Per questo ragione nel primo evento di “riscaldamento” per gli Animatori Digitali organizzato il 18 febbraio dalla rete DSchola presso l’Itis Majorana di Grugliasco a cui hanno partecipato 360 persone cioè quasi la metà degli AD della regione è stato dato ampio spazio al tema della cittadinanza digitale, grazie a Rodolfo Marchisio che ha presentato i suoi ebook indirizzati ai ragazzi e utili agli insegnanti. Riflessione proseguita su come cambia la scuola grazie agli “schermi” con Dario Zucchini che ha contrapposto la “realtà televisiva” alla “virtualità della rete” evidenziando quanto questo sia un inganno lessicale, perché sappiamo tutti quanto siano costruiti i reality e quanto invece sia reale quello che si fa in rete.

“I miei ragazzi non hanno Internet, usano solo Facebook e WhatsApp” oppure “non c’è abbastanza banda: quando in classe usiamo i tablet per vedere un video la rete non ce la fa” oppure “siamo in testa ai risultati di ricerca di Google” sono dichiarazioni non troppo lontane dalla realtà. E’ importante avere un’idea di cosa c’è “nel cofano” senza diventare esperti, per capire che senza Internet non ci sarebbero Facebook e WhatsApp e che se tutti i 20 tablet si collegano allo stesso video in HD la banda non sarà mai abbastanza e che è meglio pensare ad un sistema di gestione dei dispositivi (mobile device management), sia che si disponga di un’aula 2 o 3.0, sia che si lavori in modalità BYOD.

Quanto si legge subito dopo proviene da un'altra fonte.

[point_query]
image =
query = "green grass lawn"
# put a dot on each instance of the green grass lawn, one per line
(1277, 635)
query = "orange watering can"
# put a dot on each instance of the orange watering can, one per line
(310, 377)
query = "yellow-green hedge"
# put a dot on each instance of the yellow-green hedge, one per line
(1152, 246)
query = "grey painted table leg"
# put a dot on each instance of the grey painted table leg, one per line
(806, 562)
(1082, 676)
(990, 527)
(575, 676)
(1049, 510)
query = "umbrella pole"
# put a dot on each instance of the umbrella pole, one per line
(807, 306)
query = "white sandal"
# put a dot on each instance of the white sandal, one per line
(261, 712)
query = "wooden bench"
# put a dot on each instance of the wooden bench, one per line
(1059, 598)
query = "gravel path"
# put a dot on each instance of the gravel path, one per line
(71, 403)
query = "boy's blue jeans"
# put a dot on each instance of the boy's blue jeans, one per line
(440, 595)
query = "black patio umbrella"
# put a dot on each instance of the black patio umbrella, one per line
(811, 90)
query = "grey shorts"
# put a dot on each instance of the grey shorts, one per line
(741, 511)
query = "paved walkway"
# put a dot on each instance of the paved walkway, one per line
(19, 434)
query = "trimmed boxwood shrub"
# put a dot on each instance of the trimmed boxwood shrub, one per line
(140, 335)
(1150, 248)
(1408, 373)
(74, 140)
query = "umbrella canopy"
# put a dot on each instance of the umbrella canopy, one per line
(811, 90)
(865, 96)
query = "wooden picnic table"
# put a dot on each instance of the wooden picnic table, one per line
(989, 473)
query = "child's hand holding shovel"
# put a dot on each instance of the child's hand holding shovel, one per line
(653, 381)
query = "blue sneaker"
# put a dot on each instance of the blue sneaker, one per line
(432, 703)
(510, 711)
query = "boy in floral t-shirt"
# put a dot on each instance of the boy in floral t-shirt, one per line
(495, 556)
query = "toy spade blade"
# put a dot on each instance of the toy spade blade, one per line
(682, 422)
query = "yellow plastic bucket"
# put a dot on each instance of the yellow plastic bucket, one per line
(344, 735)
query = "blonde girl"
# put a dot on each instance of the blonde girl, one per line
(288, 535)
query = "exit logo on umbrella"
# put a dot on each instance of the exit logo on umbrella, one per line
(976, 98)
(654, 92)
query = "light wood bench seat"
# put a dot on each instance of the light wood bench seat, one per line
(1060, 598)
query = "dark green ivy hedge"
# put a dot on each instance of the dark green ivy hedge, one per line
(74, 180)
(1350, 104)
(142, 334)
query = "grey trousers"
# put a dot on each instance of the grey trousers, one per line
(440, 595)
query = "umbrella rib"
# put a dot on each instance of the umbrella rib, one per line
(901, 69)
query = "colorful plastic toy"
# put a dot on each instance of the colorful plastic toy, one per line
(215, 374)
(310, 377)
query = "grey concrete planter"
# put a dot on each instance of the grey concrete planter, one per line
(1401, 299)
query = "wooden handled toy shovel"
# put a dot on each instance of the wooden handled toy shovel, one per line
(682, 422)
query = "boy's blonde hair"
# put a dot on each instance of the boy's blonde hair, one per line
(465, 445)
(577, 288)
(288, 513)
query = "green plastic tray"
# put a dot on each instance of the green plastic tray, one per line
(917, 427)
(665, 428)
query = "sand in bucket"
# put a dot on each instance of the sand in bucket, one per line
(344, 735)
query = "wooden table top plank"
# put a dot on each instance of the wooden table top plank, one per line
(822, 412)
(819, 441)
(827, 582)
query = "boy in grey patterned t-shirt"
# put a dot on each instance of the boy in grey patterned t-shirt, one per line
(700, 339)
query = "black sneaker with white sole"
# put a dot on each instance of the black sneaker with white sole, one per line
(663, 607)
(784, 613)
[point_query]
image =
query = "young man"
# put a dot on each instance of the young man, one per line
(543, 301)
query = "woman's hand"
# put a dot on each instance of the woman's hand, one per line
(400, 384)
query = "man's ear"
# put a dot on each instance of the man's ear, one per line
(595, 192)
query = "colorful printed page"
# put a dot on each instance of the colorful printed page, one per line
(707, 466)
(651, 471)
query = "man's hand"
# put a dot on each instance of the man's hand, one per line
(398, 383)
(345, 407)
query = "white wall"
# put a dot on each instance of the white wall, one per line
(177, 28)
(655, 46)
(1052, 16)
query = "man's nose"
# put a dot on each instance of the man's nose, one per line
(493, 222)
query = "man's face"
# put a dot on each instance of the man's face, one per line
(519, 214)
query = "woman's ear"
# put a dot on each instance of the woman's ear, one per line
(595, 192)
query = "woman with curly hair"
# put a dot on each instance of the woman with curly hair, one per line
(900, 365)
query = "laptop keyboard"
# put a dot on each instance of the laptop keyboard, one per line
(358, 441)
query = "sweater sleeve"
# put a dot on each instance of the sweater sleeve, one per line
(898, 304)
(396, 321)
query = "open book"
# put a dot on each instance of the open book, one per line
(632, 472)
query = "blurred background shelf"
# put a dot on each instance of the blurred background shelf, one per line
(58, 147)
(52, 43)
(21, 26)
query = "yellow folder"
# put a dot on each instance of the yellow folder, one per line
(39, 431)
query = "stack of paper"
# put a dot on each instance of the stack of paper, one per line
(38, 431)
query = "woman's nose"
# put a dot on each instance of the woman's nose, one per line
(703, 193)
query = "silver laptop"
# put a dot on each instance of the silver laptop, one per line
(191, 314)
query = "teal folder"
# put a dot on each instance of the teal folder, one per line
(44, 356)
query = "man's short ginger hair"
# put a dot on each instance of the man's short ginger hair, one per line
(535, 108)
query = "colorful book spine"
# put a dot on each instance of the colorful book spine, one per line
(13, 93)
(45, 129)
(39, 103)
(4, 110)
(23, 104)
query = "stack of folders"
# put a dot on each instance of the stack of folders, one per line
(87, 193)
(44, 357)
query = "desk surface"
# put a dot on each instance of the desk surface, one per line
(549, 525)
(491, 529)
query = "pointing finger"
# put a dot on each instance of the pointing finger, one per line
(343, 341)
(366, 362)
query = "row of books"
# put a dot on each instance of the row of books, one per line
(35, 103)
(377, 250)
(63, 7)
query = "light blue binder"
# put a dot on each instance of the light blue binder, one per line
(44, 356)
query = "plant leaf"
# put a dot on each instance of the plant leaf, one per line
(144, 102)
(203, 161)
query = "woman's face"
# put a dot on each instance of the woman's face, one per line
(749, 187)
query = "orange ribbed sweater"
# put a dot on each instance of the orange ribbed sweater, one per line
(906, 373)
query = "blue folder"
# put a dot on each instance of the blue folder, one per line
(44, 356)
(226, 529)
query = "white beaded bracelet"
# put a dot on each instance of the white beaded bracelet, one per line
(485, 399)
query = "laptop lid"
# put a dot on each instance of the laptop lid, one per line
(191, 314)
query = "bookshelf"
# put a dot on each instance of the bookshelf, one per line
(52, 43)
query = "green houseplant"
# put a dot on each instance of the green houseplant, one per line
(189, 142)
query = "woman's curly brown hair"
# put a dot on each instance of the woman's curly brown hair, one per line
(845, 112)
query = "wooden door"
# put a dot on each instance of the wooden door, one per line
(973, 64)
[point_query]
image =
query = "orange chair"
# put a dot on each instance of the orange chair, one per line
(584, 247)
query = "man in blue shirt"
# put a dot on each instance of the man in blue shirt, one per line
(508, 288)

Allo stesso modo sarebbe utile che si chiarisse una volta per tutte l’annosa questione delle pericolosità del wifi. Purtroppo anche in questi casi non basta l’evidenza delle misurazioni, dei dati e di quanto dichiarato dall’OMS, sull’elettrosmog, ma essere preparati aiuta.

E’ inutile nascondere che le ore di formazione procapite previste dal piano sono comunque poche: per questo gli #AD, e tutti coloro che sono interessati al processo di innovazione educativa devono diventare progettisti della propria formazione ed essere pro-attivi rispetto a tutte le possibilità offerte online. Per questo si è parlato di MOOC: il corso online offerto dal prof. Bogliolo dell’Università di Urbino sulla piattaforma europea EMMA, sta coinvolgendo più di 5000 insegnanti con le loro classi, sul tema del coding e ci sono tante altre possibilità offerte da altri enti italiani che contribuiscono all’Agenda Digitale.

Sono trent’anni che si immagina una scuola con i computer in classe, ma nella scuola del 2050, forse gli schermi saranno superati, come le aule, i banchi e le cattedre.

Nel 2050 forse non si parlerà più di scuola digitale e all’Animatore digitale sarà affiancato un coach, un esperto per sviluppo professionale degli insegnanti con cui pianificare un percorso, dentro e fuori la scuola, con cui discutere i punti di forza e debolezza, che li supporti nell’accesso a scambi internazionali, stage di lavoro in azienda, con cui impostare i propri traguardi e discutere i risultati, perché il centro della scuola sono gli studenti, ma il loro successo dipende dalla qualità dell’insegnamento.